Great businesses are founded on great partnerships. But great businesses can also be destroyed by bad partnerships.
These entrepreneurs—and members of The Oracles—share their hard-won wisdom about what to watch out for before joining forces with a business partner.

1. Trust your gut and get it on paper.
All of my success has come from successful partnerships: co-authoring the Chicken Soup for the Soul series with Mark Victor Hansen; The Success Principles with Janet Switzer; and managing my companies with Patty Aubery and Russ Kamalski. My top two criteria for partnering are: One, I must like them and trust the person. Two, they have to bring something to the table that I cannot myself provide. Liking them and trusting them are subjective things, but I’ve learned to trust my gut. If anything doesn’t feel right, I don’t proceed.

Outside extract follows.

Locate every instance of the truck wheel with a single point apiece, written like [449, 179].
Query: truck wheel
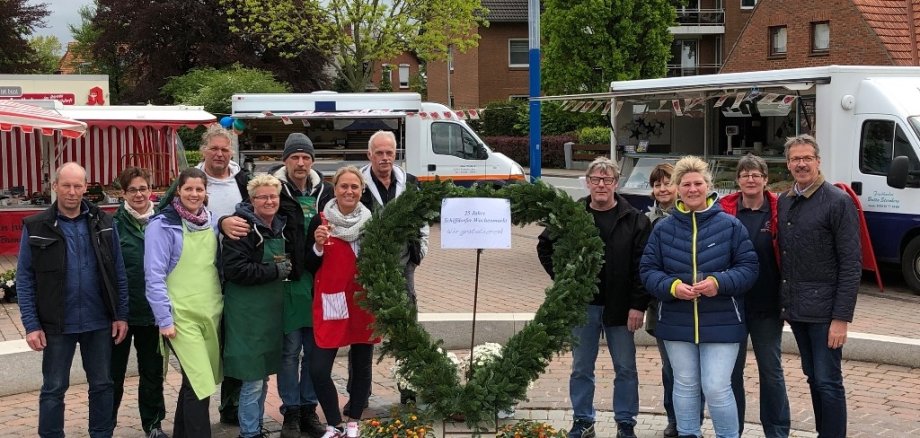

One of the biggest mistakes you can make when partnering is not sufficiently clarifying each other’s roles, boundaries, compensation, and exit strategies and then documenting them on paper. While it’s important to trust each other, it’s also important to ensure you are clearly on the same page before you start. People often have different understandings and interpretations if they are not codified in writing. — Jack Canfield, co-creator of the billion-dollar Chicken Soup for the Soul franchise, author of the NYT bestseller The Success Principles, and CEO of The Canfield Training Group

2. Know the partner for at least a year.
Before entering a business partnership, my top criterion is to ideally know someone for at least one year. (Some psychology and scientific studies say that people truly show who they are after one year.)
It’s like dating—you have to date before you get married. A business partnership is a marriage. So you need some short-term “dating projects” in business. Become good at reading people and back it up with references. If projects don’t work out, you move on. It’s like choosing not to see someone after three dates: you haven’t made a long-term commitment and will be OK.

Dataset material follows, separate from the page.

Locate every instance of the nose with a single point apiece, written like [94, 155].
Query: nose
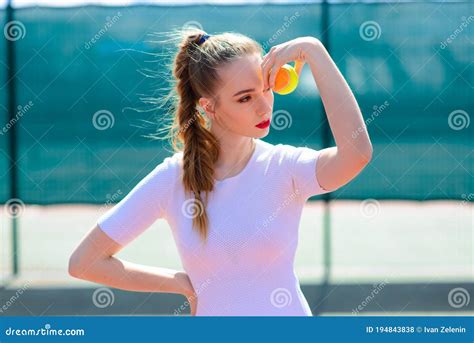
[264, 106]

The biggest mistake you can make in partnering is going into it too quickly. Make sure you outline the responsibilities of each partner. Otherwise, you might get stuck doing all the work.
In the operating agreement, write out the partner’s responsibilities, your rights and the exit strategy. Something like, “You’ll work approximately 30 hours doing A, B, C, and five hours doing Z.” The more clear you are, the less likely it is to fail. —Tai Lopez, investor and advisor to many multimillion-dollar businesses who has built an eight-figure online empire; connect with Tai on Facebook or Snapchat

3. Use math, but don’t forget the fun.
Partnerships can be wonderful, but also can become your worst nightmare. Use math to decide on the right partners. That’s right, math. If one plus one equals two, that’s not the right partnership for you. One plus one must equal three! A partnership must be more than the sum of its parts; otherwise, you’d just as well outsource different parts of your business.